Ceramium siliquosum

Scientific classification
- Clade: Archaeplastida
- Division: Rhodophyta
- Class: Florideophyceae
- Order: Ceramiales
- Family: Ceramiaceae
- Genus: Ceramium
- Species: C. siliquosum
- Binomial name: Ceramium siliquosum (Kützing) Maggs and Hommersand

= Ceramium siliquosum =

- Genus: Ceramium
- Species: siliquosum
- Authority: (Kützing) Maggs and Hommersand

Species of alga

The taxon Ceramium siliquosum is a small marine alga.
It belongs to the red algae genus Ceramium.

==Description==
This small red alga grows to no more than 18 cm high. It is basically monosiphonous with distinct main branches which are cylindrical and corticated at the nodes. These incompletely corticate internodes appear collar-like around the branches. The tips of the branches are curled inwards and do not bear spines.

==Reproduction==
The gametophytes are dioecious.
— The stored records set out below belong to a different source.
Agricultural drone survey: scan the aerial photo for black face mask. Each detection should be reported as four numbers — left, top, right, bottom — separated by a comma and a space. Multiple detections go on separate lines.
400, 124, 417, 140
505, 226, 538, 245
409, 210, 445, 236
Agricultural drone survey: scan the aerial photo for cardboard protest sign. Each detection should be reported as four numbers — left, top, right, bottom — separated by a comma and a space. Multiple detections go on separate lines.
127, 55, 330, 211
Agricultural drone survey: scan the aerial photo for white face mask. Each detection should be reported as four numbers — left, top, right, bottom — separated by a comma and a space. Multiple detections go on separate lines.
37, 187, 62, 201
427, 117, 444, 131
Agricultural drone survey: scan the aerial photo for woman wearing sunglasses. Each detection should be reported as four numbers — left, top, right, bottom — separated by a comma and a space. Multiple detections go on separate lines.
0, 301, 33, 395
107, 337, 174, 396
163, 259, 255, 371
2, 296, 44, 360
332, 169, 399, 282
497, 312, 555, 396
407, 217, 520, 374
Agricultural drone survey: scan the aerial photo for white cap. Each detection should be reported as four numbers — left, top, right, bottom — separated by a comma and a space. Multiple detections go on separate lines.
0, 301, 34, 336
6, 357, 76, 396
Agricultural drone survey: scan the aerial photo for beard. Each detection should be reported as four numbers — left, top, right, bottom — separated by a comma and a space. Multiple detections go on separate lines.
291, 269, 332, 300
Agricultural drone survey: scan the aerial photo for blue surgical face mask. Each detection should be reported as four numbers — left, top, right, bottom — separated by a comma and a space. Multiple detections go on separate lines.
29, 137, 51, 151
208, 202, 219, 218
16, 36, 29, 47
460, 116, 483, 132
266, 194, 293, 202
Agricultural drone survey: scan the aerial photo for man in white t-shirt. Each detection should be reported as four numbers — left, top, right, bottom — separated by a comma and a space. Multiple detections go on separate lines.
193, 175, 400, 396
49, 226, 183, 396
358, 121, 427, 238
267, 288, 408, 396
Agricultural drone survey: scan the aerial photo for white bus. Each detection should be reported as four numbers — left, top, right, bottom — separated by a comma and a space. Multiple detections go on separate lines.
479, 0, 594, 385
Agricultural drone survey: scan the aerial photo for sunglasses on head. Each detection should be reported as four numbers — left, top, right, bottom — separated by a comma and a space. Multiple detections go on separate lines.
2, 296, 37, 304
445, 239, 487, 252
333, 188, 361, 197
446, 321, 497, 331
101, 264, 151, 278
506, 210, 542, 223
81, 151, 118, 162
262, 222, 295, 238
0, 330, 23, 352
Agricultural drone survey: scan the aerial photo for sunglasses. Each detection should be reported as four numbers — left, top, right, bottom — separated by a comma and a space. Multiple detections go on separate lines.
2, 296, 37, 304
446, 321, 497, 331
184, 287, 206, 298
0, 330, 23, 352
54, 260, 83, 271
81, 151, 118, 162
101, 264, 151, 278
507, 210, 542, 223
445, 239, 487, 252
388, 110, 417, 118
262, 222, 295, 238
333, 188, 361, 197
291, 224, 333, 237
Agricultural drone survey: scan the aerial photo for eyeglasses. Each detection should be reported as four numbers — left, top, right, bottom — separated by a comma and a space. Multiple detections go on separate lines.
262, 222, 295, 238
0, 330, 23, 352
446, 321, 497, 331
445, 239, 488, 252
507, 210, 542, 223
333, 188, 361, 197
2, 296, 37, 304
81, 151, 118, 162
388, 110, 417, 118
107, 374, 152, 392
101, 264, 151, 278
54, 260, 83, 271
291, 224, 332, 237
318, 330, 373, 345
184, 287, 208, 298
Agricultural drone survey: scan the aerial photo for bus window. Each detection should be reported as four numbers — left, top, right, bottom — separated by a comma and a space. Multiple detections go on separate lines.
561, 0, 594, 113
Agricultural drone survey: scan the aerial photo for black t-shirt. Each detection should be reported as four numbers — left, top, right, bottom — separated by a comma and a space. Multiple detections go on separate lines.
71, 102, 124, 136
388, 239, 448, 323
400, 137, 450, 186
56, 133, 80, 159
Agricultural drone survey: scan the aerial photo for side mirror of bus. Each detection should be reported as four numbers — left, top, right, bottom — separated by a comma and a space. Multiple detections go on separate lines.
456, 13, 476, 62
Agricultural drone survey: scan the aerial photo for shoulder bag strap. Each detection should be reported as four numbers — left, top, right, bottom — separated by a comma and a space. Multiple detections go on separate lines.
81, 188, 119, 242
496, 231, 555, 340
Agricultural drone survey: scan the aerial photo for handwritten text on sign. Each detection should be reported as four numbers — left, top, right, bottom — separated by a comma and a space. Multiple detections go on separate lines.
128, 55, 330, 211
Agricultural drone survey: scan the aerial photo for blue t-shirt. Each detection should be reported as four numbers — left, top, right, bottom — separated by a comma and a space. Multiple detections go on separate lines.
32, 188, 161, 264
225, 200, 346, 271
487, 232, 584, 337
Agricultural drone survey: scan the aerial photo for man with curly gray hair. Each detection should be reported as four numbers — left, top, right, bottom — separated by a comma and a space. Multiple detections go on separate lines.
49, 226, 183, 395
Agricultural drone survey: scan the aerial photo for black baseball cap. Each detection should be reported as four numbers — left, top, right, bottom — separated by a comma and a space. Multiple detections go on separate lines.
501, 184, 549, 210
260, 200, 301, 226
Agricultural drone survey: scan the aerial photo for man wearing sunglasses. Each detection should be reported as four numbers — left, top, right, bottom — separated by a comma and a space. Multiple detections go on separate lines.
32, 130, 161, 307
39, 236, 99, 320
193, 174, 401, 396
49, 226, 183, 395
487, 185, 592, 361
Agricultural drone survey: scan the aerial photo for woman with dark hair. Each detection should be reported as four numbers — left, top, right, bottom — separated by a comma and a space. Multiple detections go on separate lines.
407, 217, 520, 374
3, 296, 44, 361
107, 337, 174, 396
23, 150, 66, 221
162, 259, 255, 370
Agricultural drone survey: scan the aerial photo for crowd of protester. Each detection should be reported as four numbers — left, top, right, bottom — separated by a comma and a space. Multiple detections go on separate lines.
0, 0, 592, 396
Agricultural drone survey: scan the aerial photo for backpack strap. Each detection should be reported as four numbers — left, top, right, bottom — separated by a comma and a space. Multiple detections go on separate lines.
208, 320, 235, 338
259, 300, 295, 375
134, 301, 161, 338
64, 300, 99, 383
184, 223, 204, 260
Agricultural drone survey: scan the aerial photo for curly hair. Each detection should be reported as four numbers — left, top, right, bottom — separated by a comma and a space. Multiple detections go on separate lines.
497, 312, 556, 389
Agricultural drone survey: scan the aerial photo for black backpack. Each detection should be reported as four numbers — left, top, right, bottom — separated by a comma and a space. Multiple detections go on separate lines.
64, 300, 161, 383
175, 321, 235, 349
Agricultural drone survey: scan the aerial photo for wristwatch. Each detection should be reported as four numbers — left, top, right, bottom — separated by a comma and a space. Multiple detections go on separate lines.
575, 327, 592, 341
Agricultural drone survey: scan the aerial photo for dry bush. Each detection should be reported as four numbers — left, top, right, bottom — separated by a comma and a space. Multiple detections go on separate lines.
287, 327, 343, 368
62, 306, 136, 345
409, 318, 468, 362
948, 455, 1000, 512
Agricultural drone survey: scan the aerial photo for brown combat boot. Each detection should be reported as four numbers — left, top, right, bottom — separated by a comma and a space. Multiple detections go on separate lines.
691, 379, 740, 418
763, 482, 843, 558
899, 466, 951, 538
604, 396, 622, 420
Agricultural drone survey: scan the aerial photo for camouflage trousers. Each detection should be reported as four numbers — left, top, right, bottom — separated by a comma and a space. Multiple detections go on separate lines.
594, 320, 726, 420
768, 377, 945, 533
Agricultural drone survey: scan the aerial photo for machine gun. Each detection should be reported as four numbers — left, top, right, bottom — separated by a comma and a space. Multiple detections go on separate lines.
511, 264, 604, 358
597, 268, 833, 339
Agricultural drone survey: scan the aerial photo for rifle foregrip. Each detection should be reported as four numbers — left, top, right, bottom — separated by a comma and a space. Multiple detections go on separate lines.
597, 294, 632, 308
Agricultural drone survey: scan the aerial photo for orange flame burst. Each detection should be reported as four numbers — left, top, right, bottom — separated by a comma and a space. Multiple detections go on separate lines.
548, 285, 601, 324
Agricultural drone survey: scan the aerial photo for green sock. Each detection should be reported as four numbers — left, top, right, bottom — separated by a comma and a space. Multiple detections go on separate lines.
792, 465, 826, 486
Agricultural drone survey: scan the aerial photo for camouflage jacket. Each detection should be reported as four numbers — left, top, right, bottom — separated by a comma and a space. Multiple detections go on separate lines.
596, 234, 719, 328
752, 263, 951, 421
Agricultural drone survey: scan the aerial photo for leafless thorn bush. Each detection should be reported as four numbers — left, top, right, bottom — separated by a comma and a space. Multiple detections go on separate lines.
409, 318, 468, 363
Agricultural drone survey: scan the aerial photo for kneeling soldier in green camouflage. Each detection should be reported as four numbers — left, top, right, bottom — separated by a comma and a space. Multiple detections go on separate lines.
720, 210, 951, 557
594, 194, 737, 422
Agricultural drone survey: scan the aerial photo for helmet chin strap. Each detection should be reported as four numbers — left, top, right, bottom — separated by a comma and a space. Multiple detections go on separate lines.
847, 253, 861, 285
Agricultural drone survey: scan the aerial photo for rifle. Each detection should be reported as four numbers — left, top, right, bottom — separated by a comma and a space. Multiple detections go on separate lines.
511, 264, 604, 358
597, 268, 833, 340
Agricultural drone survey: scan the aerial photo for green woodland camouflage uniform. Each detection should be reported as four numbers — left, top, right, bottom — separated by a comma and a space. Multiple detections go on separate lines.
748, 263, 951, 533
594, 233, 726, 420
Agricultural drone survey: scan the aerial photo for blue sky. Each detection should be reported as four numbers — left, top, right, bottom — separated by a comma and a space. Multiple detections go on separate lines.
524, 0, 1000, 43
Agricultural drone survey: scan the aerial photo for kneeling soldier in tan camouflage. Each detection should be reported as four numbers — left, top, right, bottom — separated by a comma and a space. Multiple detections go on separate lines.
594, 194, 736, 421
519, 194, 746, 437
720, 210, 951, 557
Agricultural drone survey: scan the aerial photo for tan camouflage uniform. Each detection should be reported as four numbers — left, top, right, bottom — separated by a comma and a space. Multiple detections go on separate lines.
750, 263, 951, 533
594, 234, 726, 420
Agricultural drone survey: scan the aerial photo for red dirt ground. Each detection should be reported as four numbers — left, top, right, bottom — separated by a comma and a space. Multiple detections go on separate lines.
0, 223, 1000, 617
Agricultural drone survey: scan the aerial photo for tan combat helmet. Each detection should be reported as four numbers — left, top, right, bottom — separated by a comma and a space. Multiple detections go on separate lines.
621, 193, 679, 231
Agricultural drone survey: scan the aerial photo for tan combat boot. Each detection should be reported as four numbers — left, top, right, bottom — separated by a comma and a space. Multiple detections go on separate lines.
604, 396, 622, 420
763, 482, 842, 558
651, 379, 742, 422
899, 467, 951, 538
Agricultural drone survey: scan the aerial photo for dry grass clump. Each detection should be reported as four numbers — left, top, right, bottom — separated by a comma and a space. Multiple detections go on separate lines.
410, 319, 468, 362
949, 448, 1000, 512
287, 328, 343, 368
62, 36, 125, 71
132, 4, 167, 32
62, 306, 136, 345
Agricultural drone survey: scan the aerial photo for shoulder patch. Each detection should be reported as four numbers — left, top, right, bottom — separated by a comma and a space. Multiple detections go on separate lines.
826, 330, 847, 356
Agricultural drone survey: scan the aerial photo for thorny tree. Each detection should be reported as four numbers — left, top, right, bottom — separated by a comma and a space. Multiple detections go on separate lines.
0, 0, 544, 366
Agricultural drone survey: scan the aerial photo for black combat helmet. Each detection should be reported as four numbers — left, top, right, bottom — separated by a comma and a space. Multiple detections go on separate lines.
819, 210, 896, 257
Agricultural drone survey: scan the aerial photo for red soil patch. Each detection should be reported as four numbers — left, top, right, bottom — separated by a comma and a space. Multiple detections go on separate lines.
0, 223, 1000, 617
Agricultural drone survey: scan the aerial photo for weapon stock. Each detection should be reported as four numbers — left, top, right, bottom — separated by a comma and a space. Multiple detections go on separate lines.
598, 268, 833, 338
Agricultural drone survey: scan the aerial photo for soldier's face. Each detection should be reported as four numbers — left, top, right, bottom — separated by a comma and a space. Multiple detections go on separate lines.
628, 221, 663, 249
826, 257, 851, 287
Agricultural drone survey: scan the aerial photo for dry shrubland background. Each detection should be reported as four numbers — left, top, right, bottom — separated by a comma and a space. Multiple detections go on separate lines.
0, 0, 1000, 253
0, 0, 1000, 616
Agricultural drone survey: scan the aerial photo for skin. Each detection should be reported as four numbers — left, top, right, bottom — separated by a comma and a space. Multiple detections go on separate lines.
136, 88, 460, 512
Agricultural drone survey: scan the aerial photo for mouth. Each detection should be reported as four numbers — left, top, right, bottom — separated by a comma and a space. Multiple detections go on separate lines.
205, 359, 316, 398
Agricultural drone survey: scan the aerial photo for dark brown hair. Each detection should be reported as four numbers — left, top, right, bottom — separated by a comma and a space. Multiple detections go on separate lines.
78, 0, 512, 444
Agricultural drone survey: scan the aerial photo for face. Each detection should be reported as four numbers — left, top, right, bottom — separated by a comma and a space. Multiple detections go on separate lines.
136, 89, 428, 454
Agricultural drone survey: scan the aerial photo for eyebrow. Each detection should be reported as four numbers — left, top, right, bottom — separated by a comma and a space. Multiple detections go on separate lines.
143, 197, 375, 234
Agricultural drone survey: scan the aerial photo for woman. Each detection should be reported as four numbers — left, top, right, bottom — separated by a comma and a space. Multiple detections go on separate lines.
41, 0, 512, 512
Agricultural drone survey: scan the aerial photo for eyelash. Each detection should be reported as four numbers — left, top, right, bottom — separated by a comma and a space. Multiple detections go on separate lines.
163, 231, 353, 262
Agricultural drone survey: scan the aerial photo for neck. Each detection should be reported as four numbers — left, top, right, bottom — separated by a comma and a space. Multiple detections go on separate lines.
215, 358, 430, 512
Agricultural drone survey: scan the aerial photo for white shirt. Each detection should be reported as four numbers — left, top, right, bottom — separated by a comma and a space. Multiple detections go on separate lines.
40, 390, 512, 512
Spermatangia occur in sori which cover the cortical bands. Cystocarps containing carposporangia and terasporangia occur in whorls at the nodes.

==Habitat==
Found growing as an epiphyte on other algae in rock pools of the lower littoral to 12m depth.

==Distribution==
Recorded from Ireland from County Donegal. and Great Britain. In Europe from France and Spain.